Using a similar 3-D scaffold seeded with stem cells, Chai’s team is also forming strategies for improving the treatment of craniosynostosis, a dangerous birth defect that restricts brain growth due to the premature fusion of various sections of the skull. And a similar scaffold approach, using stem cells derived from dental pulp, has shown equal promise for treating skull injuries that are too large to heal on their own.
All of these scaffolds have produced promising early results in lab animals and Chai hopes they eventually will advance to clinical trials for patients with these conditions.

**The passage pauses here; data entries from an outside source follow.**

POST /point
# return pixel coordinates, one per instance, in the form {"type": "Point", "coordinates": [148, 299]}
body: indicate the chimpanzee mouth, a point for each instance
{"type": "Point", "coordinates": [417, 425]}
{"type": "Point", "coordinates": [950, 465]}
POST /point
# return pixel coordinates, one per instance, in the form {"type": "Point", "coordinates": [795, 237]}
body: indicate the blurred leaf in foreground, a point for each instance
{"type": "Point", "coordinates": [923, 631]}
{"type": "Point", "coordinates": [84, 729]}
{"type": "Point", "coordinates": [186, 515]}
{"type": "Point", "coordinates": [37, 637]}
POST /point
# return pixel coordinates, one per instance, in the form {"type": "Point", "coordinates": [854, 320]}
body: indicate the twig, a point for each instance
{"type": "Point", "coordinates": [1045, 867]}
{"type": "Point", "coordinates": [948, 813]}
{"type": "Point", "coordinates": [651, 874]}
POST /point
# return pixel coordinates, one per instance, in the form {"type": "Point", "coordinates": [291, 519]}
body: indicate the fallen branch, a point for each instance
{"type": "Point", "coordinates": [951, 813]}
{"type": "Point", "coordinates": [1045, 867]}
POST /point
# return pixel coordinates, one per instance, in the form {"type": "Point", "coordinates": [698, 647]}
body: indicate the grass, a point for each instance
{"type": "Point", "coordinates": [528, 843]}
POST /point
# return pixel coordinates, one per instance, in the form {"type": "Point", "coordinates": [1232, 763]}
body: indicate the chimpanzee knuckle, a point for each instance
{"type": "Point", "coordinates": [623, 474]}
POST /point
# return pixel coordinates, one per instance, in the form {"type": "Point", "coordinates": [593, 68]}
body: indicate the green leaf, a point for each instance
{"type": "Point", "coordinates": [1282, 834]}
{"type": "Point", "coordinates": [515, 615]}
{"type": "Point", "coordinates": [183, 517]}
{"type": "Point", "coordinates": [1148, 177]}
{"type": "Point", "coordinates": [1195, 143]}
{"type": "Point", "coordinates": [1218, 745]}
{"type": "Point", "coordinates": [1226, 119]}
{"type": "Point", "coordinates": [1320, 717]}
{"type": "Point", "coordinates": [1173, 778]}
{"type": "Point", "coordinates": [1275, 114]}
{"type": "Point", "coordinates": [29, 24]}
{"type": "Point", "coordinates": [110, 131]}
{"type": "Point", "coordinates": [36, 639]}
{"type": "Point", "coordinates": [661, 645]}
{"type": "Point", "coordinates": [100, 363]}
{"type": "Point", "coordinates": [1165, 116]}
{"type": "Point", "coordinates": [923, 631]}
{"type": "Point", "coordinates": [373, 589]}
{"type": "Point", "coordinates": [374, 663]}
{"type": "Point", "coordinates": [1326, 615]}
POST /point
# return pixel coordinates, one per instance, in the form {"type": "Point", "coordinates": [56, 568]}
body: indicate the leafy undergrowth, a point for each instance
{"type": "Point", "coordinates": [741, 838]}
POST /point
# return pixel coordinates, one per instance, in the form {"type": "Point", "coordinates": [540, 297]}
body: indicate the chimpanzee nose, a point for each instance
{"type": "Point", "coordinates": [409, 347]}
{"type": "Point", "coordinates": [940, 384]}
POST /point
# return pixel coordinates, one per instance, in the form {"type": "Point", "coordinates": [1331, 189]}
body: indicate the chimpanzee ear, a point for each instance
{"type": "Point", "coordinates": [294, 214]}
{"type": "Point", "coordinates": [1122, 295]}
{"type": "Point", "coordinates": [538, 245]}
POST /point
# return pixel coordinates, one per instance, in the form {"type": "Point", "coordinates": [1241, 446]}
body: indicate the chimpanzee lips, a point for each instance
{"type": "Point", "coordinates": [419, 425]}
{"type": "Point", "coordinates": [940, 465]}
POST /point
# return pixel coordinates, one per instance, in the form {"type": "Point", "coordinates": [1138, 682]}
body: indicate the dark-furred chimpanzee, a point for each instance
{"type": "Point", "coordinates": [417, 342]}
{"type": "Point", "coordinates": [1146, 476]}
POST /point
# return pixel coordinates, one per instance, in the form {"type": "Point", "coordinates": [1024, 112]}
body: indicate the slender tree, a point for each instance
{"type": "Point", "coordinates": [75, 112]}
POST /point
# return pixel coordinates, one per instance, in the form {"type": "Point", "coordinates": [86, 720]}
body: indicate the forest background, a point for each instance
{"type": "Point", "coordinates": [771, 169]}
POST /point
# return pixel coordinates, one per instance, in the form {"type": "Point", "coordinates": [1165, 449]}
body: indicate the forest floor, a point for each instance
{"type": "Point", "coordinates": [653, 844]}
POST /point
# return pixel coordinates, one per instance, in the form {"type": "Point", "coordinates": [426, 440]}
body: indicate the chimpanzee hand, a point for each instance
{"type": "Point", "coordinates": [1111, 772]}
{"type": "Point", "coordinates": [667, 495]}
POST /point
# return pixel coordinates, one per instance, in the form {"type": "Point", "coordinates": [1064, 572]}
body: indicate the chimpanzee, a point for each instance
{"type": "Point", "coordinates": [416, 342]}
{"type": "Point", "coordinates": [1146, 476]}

As a dentist and oral surgeon, Chai is also committed to understanding tooth root formation, which could have applications for improving dental implants. Although implants have a success rate exceeding 90%, patients with multiple implants lack the natural ligaments and nerves to help gauge the amount of force to use when biting into foods of different textures. As a result, some patients eventually fracture their implants. Chai hopes to discover and harness cellular and molecular mechanisms that could enhance the regeneration of these ligaments and nerves to create better biological implants.
His lab also studies the molecular and cellular mechanisms involved in forming everything from the tongue to the teeth to the skull, in the hopes of enhancing our understanding of normal craniofacial development as well as birth defects.

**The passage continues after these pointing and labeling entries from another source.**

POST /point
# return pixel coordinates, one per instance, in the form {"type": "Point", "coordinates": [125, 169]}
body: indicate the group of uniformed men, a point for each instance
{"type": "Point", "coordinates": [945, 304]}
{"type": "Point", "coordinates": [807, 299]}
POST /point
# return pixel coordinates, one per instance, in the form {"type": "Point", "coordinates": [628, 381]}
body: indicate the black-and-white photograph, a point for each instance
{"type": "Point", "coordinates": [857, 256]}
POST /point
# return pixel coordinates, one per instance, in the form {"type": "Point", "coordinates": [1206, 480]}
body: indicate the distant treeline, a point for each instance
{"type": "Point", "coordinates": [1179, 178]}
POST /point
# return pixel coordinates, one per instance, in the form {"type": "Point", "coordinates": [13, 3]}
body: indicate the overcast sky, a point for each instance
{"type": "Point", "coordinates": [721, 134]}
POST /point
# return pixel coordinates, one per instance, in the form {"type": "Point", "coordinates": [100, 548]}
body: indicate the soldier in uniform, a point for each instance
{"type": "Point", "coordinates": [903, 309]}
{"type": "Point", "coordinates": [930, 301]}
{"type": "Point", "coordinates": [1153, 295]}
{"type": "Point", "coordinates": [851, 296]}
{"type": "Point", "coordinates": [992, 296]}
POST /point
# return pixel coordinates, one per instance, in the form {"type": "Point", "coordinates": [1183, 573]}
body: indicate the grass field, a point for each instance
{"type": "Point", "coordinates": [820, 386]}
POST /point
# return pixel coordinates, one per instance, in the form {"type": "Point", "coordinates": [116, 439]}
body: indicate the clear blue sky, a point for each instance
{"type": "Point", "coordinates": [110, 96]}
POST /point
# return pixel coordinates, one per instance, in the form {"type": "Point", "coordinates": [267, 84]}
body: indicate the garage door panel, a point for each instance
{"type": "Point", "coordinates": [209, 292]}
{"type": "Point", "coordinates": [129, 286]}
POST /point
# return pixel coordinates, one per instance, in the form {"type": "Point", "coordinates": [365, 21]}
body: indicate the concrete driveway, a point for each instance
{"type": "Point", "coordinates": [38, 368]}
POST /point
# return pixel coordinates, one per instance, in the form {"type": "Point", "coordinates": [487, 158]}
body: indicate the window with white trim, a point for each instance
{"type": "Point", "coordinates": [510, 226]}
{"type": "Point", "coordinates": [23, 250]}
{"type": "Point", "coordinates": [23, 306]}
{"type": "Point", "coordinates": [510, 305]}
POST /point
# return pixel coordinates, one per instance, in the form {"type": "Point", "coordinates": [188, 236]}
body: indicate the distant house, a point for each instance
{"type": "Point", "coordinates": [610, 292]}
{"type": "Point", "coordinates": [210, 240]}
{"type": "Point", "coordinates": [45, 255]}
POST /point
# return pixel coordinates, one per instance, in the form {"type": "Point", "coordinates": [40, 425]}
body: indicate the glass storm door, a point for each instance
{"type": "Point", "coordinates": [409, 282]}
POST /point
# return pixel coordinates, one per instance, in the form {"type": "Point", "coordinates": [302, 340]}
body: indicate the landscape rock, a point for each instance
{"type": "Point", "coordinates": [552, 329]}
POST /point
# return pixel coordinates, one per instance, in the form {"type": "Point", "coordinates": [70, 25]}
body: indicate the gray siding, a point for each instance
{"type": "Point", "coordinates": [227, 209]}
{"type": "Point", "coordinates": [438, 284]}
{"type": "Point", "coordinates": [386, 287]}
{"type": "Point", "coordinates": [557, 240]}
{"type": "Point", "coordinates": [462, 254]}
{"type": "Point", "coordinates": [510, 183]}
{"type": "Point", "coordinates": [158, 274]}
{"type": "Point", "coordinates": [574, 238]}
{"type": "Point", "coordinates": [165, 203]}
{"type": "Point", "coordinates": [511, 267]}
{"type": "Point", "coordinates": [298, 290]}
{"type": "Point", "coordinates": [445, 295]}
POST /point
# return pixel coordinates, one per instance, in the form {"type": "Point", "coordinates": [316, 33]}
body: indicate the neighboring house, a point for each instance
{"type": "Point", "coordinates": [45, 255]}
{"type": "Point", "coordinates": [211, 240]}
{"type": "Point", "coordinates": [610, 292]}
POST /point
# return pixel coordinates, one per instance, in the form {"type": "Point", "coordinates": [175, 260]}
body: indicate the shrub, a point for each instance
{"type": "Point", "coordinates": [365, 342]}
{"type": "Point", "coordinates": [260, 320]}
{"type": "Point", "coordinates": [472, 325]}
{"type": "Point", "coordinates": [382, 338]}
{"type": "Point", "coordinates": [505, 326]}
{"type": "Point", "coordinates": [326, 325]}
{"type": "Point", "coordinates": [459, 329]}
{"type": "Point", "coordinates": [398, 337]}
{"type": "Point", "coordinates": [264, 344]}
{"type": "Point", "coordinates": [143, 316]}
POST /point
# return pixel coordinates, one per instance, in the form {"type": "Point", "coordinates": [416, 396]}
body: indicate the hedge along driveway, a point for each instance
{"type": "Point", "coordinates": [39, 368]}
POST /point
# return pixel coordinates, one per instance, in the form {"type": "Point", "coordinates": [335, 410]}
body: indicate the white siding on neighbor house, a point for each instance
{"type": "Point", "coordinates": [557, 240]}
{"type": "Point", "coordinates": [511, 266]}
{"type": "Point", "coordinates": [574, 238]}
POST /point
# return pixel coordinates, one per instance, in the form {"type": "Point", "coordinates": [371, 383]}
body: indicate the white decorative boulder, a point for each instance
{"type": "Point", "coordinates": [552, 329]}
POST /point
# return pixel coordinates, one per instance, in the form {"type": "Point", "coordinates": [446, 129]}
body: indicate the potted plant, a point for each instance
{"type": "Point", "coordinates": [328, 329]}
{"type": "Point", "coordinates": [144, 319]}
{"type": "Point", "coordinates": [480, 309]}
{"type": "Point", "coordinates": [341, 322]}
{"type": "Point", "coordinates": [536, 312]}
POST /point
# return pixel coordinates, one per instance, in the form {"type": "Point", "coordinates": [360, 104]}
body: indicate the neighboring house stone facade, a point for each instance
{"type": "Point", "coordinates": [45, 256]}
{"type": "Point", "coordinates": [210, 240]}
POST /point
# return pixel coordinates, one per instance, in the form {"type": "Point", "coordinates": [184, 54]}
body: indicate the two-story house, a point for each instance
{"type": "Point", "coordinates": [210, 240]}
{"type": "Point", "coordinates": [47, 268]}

To bridge the gap between these laboratory discoveries and patient cures, Chai recognizes the importance of collaborations between biologists, engineers, clinicians and many others.
“Over the years, the most exciting thing is to work with a lot of smart people,” he said. “I’m just humbled to see the colleagues that we have at USC and also, of course, the interactions I’ve had with people from all over the world.”
As one example, he’s currently collaborating with colleagues at UCLA; the University of California, San Francisco; the University of California, San Diego; the University of California, Davis; the University of California, Berkeley; Stanford University; and City of Hope to form a National Institutes of Health (NIH)-funded Center for Dental, Oral and Craniofacial Tissue and Organ Regeneration, or C-DOCTOR for short. This center aims to accelerate tissue engineering and regenerative therapies into clinical trials to treat dental, oral and craniofacial conditions.
Another multi-institutional collaboration, called FACEBASE, is essentially “crowd-sourcing” a large, NIH-funded and publicly available database related to craniofacial development. The massive amounts of resulting data are maintained by Carl Kesselman, director of the Biomedical Data Center at USC Viterbi.
Despite his busy and productive research portfolio, Chai still devotes his Thursdays to seeing patients as a general dentist and oral surgeon.
“I’ve continued that throughout my career, because I really love the interaction with patients, and it’s a very rewarding process,” he said. “If I can help one or just a few patients to make their lives better, I think that’s worth it.”